160 years ago today


Darwin’s Origin of Species was published on 24 November 1859, and people are still mad about it.

You know, biologists don’t really regard this like some people do their Bible. It’s an old, flawed book that is now rather outdated, but contained some really smart ideas that sparked a revolution in biology. We don’t take it literally.

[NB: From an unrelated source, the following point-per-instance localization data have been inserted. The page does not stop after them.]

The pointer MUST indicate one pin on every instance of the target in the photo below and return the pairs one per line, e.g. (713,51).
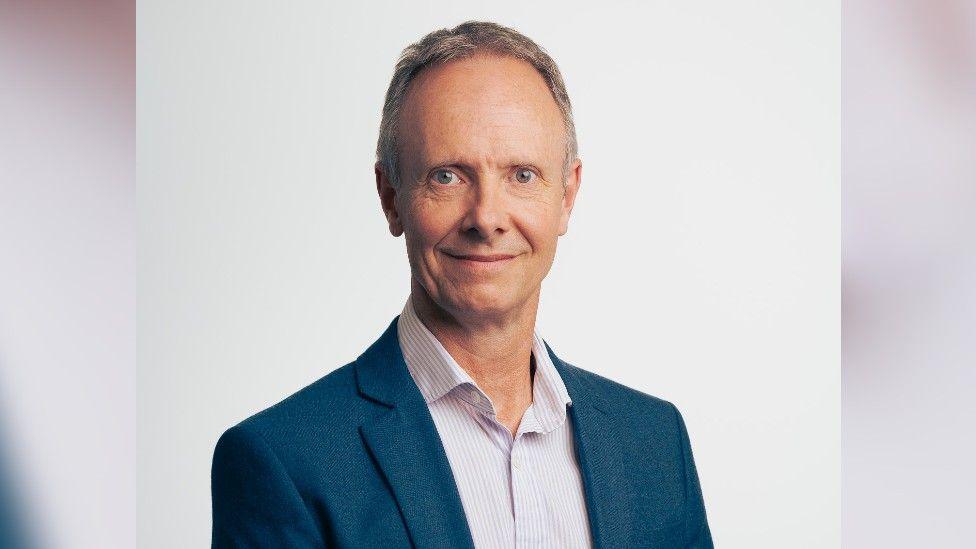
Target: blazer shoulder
(622,398)
(327,403)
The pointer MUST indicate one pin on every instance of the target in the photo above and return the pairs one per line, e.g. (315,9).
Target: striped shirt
(518,492)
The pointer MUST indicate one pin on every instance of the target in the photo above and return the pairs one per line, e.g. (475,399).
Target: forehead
(482,108)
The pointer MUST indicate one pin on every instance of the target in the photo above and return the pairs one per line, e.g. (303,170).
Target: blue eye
(524,175)
(445,177)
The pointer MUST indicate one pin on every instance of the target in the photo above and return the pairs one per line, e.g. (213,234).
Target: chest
(525,491)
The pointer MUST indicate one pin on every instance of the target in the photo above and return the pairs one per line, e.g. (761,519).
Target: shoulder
(636,407)
(328,408)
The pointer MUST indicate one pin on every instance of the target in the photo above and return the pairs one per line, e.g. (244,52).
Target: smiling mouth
(481,258)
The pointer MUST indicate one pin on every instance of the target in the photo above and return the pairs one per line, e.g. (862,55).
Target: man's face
(484,193)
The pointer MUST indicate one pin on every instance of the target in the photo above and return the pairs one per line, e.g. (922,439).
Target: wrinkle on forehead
(484,110)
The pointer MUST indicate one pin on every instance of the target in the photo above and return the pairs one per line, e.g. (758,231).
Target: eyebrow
(470,168)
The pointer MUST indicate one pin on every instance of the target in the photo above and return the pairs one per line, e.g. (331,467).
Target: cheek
(426,227)
(541,228)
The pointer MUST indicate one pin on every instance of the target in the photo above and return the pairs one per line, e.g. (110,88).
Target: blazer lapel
(403,440)
(609,498)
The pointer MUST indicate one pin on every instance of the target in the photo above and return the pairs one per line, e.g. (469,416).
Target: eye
(444,177)
(524,175)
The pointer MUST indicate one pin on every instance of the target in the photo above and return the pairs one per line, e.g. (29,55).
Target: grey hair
(463,41)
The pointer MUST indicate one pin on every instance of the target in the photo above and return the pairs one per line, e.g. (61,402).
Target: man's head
(477,166)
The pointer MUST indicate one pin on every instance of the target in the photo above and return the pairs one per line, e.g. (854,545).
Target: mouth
(482,258)
(482,264)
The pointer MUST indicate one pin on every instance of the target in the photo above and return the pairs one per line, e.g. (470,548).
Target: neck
(496,351)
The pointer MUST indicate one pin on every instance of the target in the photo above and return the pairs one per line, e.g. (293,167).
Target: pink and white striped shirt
(521,492)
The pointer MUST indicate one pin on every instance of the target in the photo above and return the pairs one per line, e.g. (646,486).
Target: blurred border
(67,273)
(909,271)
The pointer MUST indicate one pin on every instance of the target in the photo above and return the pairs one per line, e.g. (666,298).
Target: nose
(487,216)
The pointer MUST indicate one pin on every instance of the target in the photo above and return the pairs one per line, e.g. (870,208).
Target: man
(460,427)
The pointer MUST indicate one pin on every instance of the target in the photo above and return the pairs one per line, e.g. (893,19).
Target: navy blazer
(354,460)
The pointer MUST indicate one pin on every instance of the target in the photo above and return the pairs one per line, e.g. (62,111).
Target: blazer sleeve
(255,502)
(697,533)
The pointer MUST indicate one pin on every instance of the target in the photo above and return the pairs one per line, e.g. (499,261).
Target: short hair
(465,40)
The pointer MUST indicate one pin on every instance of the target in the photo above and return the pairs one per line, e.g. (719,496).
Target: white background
(702,263)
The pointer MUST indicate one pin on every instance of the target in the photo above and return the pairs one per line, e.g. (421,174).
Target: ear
(388,200)
(573,180)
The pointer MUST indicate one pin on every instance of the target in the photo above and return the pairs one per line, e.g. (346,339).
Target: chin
(487,300)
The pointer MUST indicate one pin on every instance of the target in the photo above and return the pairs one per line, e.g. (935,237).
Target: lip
(482,258)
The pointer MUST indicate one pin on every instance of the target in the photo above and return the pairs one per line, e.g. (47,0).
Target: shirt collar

We don’t even use it in our classrooms anymore, and we don’t think it’s a particularly good place to start your study of the science, unless you’re deeply into the history of science.

We look at it the same way we think everyone ought to regard the Christian Bible, or the Koran: critically, representing a key moment in the history of ideas.

Comments

  1. says

    Well, maybe this comment is somewhat obnoxious, but the Bible does not represent a “moment” in the history of ideas. Although the Torah was largely compiled in the 8th century BC it represent an accretion of older stories and the concept of God and the world changes throughout. Then the concept changes further in the rest of the Tanakh, and again in the Gospels and epistles. So it represent an evolution of ideas over literally millennia. It is full of contradictions and absurdities. Nothing like The Origin of Species at all.

  2. Rob Grigjanis says

    In another year or so, it will be 160 years since the publication of Maxwell’s equations. Exciting times.

  3. colinday says

    This shows a difference between the sciences and the humanities. In the sciences, texts are a means of cognizing things that are not themselves texts. In the humanities, the texts themselves are often the object of study.

  4. Bruce Fuentes says

    Both science and humanities have their place in our society and academia. Studying the texts themselves is also important. Understanding the thought processes and what got the writer of the text to the point of writing the original texts helps us to understand a lot about what has happened to get us where we are. I come out of a humanities education, primarily history, poli-sci and sociology, but my appreciation and desire to grasp hard science allows me, I hope, to see both sides of that debate.

  5. leerudolph says

    Cervantes@1: “So it represent an evolution of ideas over literally millennia. It is full of contradictions and absurdities. Nothing like The Origin of Species at all.” But a bit like the origin of species, no?

  6. says

    Maybe more like the body of literature that constitutes modern evolutionary biology. An analogy to the bible would be a collection of Darwin’s papers, and Haeckel’s, and Mendel & Morgan & Simpson & Mayr & Coyne & Gould & Maynard Smith & Wilson & Margulis & a hodgepodge of other works, some selected because they’re good and insightful, others by random chance. There’d be contradictions and chaos throughout.

  7. robro says

    cervantes @ #1

    Although the Torah was largely compiled in the 8th century BC…

    A bit off-topic, but that’s an interesting point depending on what you mean by “compiled.” I understood that something like the Torah was compiled perhaps in the 5th century BC or later. Can you point me in the direction of evidence for 8th century?

  8. unclefrogy says

    critically, representing a key moment in the history of ideas.

    good phrasing all ideas and understanding are just that a moment in time that is plain to see. As was said the bible is a compilation of things over a long period of time makes it kind of hard to narrow it down to one particular day. With Darwin there were antecedents but we do have a published date that we can use as the ideas formulated in his writing began to be more widely discussed and understood
    our understanding of both evolution and the bible are moving targets as are all of our ideas and understandings

    uncle frogy

  9. says

    Rob Grigjanis (#2) –

    It’s not the only important advance that hit big anniversaries in recent and coming years. Napier’s bones turned 400 in 2017, and Oughtred’s slide rule will turn 400 in 2022. The typewriter turned 150 and the bicycle 200 in 2017, and Genaille–Lucas rulers will turn 130 in 2021.

  10. chrislawson says

    Pierce@11–

    That was a standard way of setting books. The text is centered in an imaginary box and the box is offset from center of the page, direction depending on whether the page was verso or recto, so that when the book was opened and two pages were showing, it would form a more pleasing layout.

  11. Rob Grigjanis says

    It’s also just about 104 years since the gravitational field equation papers were submitted; Nov 20 1915 by Hilbert, and Nov 25 by Einstein.

  12. says

    The Origin is a wonderful book, and anyone interested in science should read it, just as they should read Galileo (e.g. Two New Sciences), not just for what he got right – which was a great deal – but also for what he didn’t get right.
    But if you read The Origin, read the 1st edition, and best to read it in an annotated edition such as The annotated Origin, annotated by James T. Costa, Harvard Univ. Press 2009.

  13. sparks says

    @2: Rob, you sound like a fan of JCM. So am I. Several interesting biographies out there all about how he figured it out. Have you read them? What a mind. He provided a light for Einstein to follow. I wish I had a tenth of that thinking power between my ears.